The Indiana Department of Resources is reminding motorists — which pretty much includes all of us — that autumn is the peak season for deer-related vehicle accidents. Deer seemingly come out of nowhere to become a serious threat, so keen attention to driving defensively is about all you can do prevent an unfortunate accident.
“Nearly 50 percent of all vehicle accidents involving white-tailed deer occur between October and December, with November by far the worst month,” says Chad Stewart, deer research biologist for the DNR.
The seasonal increase in deer activity is brought about by the approaching breeding season. Other factors contributing to accidents are deer density, vehicle density, surrounding habitat, speed limits and time of day.

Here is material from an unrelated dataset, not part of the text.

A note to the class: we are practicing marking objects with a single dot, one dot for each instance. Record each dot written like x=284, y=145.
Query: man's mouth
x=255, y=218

But the news isn’t all bad. Researchers reported there were 15,205 deer-related collisions in 2011, a 4.9-percent decrease from 2010.
A few other things to consider, according to the DNR:
• Fall is the most common season to strike a deer.
• Deer are most active between sunset and sunrise.
• Deer often travel in groups, so if you see one, another is likely nearby.
• Be especially careful in areas where you have seen deer before.
• Use high beams when there is no opposing traffic; scan for deer’s illuminated eyes or dark silhouettes along the side of the road.
• If you see a deer, slow your speed drastically, even if it is far away.
• Exercise extreme caution along woodlot edges, at hills or blind turns.
• Never swerve to avoid hitting a deer; most serious crashes occur when drivers try to miss a deer but hit something else.
• Pay attention to traffic signs warning of deer crossings.
Stewart also said if you hit a deer, exercise caution after the fact. Don’t approach the deer unless you’re sure it’s dead. Deer are gentle creatures, but their hooves are sharp and powerful.
Be aware of the dangers of the season, especially at night. Be safe.